Queues
Over the weekend, a small storm brewed on twitter: #queuegate. Rick Branson did some thought leader-ing and Tim Bray responded on his blog. It mostly looked like two people talking way past each other, but there is a kernel of truth in what each are pointing out. I’ve spent a good bit of time in the past year thinking about when and how to use queues — informed by a little theory, a little reading, and a lot of building systems with queues and watching how they fail. Queues are a powerful tool for availability, but they have limitations in what they can model.
A queue decouples message consumption from message production. By removing the temporal coupling of the producer and consumer, messages which the consumer might temporarily reject can be persisted until the consumer can consume them. If exposing producers to transient failure is problematic, a queue offers an inexpensive way out. The alternatives involve extreme levels of availability that are costly and difficult to guarantee. In my experience, the two common cases in which you cannot expose a producer to transient failure are when that producer is a customer/partner and when the production comes from a generic piece of software infrastructure (e.g. event bus).

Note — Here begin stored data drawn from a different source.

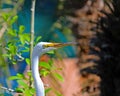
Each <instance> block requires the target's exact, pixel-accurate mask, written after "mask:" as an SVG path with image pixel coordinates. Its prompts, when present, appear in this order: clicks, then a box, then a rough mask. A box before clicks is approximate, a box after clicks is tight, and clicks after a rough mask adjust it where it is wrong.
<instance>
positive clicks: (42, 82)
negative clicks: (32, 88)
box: [31, 54, 45, 96]
mask: <svg viewBox="0 0 120 96" xmlns="http://www.w3.org/2000/svg"><path fill="white" fill-rule="evenodd" d="M31 65H32V66H31V67H32V75H33V79H34V85H35V88H36V96H45V92H44V84H43V82H42V80H41V78H40V75H39V56H36V55H35V54H33V56H32V64H31Z"/></svg>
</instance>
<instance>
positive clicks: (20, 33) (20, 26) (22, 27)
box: [19, 25, 25, 34]
mask: <svg viewBox="0 0 120 96" xmlns="http://www.w3.org/2000/svg"><path fill="white" fill-rule="evenodd" d="M24 30H25V26H23V25H20V27H19V34H22V33H23V32H24Z"/></svg>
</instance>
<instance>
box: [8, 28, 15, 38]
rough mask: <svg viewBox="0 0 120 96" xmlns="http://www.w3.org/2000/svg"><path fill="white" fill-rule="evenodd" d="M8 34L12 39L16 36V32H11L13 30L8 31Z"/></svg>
mask: <svg viewBox="0 0 120 96" xmlns="http://www.w3.org/2000/svg"><path fill="white" fill-rule="evenodd" d="M8 34H9V35H11V36H13V37H16V36H17V31H16V30H13V29H8Z"/></svg>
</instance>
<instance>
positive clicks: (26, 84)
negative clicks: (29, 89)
mask: <svg viewBox="0 0 120 96" xmlns="http://www.w3.org/2000/svg"><path fill="white" fill-rule="evenodd" d="M17 82H18V84H19V85H20V86H24V87H25V88H28V87H29V86H28V84H26V83H25V82H24V81H23V80H17Z"/></svg>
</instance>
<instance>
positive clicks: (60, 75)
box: [54, 73, 64, 82]
mask: <svg viewBox="0 0 120 96" xmlns="http://www.w3.org/2000/svg"><path fill="white" fill-rule="evenodd" d="M54 76H55V77H56V78H57V79H58V80H60V81H62V82H63V81H64V78H63V77H62V76H61V75H60V74H58V73H54Z"/></svg>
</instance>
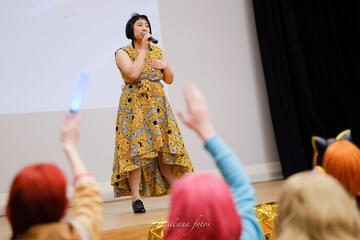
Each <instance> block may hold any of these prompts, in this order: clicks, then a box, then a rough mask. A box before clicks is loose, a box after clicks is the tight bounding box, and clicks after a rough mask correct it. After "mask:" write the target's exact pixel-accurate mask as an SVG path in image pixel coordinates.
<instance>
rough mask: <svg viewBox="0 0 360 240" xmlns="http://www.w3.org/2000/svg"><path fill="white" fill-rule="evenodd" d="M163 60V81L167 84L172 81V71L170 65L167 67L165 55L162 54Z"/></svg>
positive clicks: (173, 80)
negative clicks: (162, 54) (163, 75)
mask: <svg viewBox="0 0 360 240" xmlns="http://www.w3.org/2000/svg"><path fill="white" fill-rule="evenodd" d="M162 60H163V62H164V63H165V67H164V79H163V80H164V82H165V83H167V84H172V83H173V81H174V73H173V72H172V71H171V69H170V67H169V63H168V61H167V59H166V57H165V55H164V54H163V59H162Z"/></svg>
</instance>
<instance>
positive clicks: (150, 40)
mask: <svg viewBox="0 0 360 240" xmlns="http://www.w3.org/2000/svg"><path fill="white" fill-rule="evenodd" d="M147 34H148V33H147V32H143V33H142V36H143V37H145V36H146V35H147ZM148 41H152V42H153V43H155V44H157V43H158V42H159V41H158V40H157V39H155V38H153V37H149V39H148Z"/></svg>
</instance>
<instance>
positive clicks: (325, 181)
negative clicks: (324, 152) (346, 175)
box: [276, 172, 360, 240]
mask: <svg viewBox="0 0 360 240" xmlns="http://www.w3.org/2000/svg"><path fill="white" fill-rule="evenodd" d="M280 196H281V197H280V202H279V216H278V219H277V223H276V225H277V226H276V232H277V234H276V235H277V239H278V240H289V239H298V240H323V239H326V240H332V239H334V240H335V239H341V240H352V239H359V238H360V215H359V211H358V210H357V208H356V205H355V202H354V201H353V200H352V199H351V198H350V196H349V194H348V193H347V192H346V191H345V189H344V188H343V187H342V186H341V185H340V184H339V183H338V182H337V181H336V180H335V179H334V178H333V177H331V176H328V175H324V174H316V173H312V172H302V173H298V174H295V175H293V176H291V177H290V178H289V179H288V180H286V181H285V183H284V186H283V188H282V191H281V195H280Z"/></svg>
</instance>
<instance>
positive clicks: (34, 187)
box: [6, 163, 68, 239]
mask: <svg viewBox="0 0 360 240" xmlns="http://www.w3.org/2000/svg"><path fill="white" fill-rule="evenodd" d="M67 205H68V200H67V197H66V179H65V176H64V174H63V172H62V171H61V170H60V169H59V168H58V167H57V166H56V165H55V164H52V163H40V164H33V165H30V166H28V167H26V168H24V169H23V170H21V171H20V172H19V173H18V174H17V175H16V176H15V178H14V180H13V182H12V184H11V188H10V194H9V200H8V203H7V207H6V215H7V217H8V219H9V222H10V225H11V228H12V231H13V236H12V239H15V238H17V237H18V236H19V235H20V234H22V233H24V232H25V231H26V230H28V229H29V228H30V227H31V226H33V225H36V224H41V223H49V222H57V221H59V220H60V219H61V218H62V217H63V216H64V214H65V209H66V207H67Z"/></svg>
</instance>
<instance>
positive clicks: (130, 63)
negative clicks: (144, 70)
mask: <svg viewBox="0 0 360 240" xmlns="http://www.w3.org/2000/svg"><path fill="white" fill-rule="evenodd" d="M145 55H146V50H143V49H142V50H140V52H139V55H138V57H137V58H136V60H135V62H132V61H131V59H130V57H129V55H128V54H127V53H126V52H125V51H122V50H121V49H120V50H119V51H117V52H116V55H115V59H116V64H117V65H118V67H119V68H120V70H121V71H122V72H123V73H124V74H125V75H126V76H127V77H128V78H129V79H131V80H136V79H137V78H138V77H139V75H140V74H141V72H142V69H143V66H144V60H145Z"/></svg>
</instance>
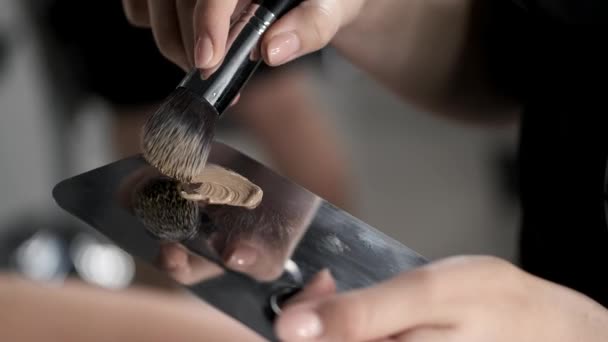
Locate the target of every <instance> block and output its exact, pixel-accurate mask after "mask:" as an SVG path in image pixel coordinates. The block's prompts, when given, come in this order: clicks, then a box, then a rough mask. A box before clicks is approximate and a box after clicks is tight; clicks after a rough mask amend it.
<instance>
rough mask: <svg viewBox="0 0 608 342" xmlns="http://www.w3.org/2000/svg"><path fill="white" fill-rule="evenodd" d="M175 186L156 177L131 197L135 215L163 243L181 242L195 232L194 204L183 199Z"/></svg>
mask: <svg viewBox="0 0 608 342" xmlns="http://www.w3.org/2000/svg"><path fill="white" fill-rule="evenodd" d="M177 185H178V183H177V181H175V180H172V179H168V178H160V179H156V180H153V181H151V182H149V183H148V184H146V185H144V186H143V187H142V188H141V189H140V190H139V191H138V192H136V193H135V194H134V196H133V203H132V208H133V212H134V213H135V216H137V217H138V218H139V219H140V220H141V222H142V223H143V225H144V227H145V228H146V230H148V231H149V232H150V233H151V234H152V235H154V236H155V237H157V238H159V239H161V240H164V241H183V240H186V239H189V238H191V237H192V236H194V235H195V234H196V232H197V231H198V221H199V208H198V205H197V203H196V202H192V201H188V200H185V199H183V198H182V197H181V196H180V195H179V192H178V187H177Z"/></svg>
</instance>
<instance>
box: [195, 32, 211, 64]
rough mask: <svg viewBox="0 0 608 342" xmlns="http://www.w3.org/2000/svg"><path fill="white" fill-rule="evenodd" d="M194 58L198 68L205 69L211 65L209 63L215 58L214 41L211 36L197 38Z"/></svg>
mask: <svg viewBox="0 0 608 342" xmlns="http://www.w3.org/2000/svg"><path fill="white" fill-rule="evenodd" d="M194 59H195V61H194V63H195V64H196V67H197V68H199V69H203V68H207V67H209V63H211V60H212V59H213V42H212V41H211V38H209V37H207V36H204V37H202V38H199V39H197V40H196V48H195V49H194Z"/></svg>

To Branson’s credit, very few systems are modeled in such a way that dropping a queue in doesn’t really fuck them up even if we ignore the operational issues. Queues work well if and only if the relationship between the consumer and the producer is a conformist relationship with no guarantees of synchronicity. More plainly, the producer can send whatever it wants and does not give a fuck what the consumer does with it. This relationship shows up mostly in event-driven systems where some service publishes an event (e.g. UserAdded) and any listener can process this as necessary. Practically speaking, most of those systems tolerate fairly limited asynchrony, but they tolerate enough to get the benefits of queueing. So if we add a user and then need to send them a welcome email, a service that provides a welcome campaign can have a 99th percentile of 10 minutes to send the welcome email. That kind of tolerance means the service can go down for an hour+ per week which is pretty awesome.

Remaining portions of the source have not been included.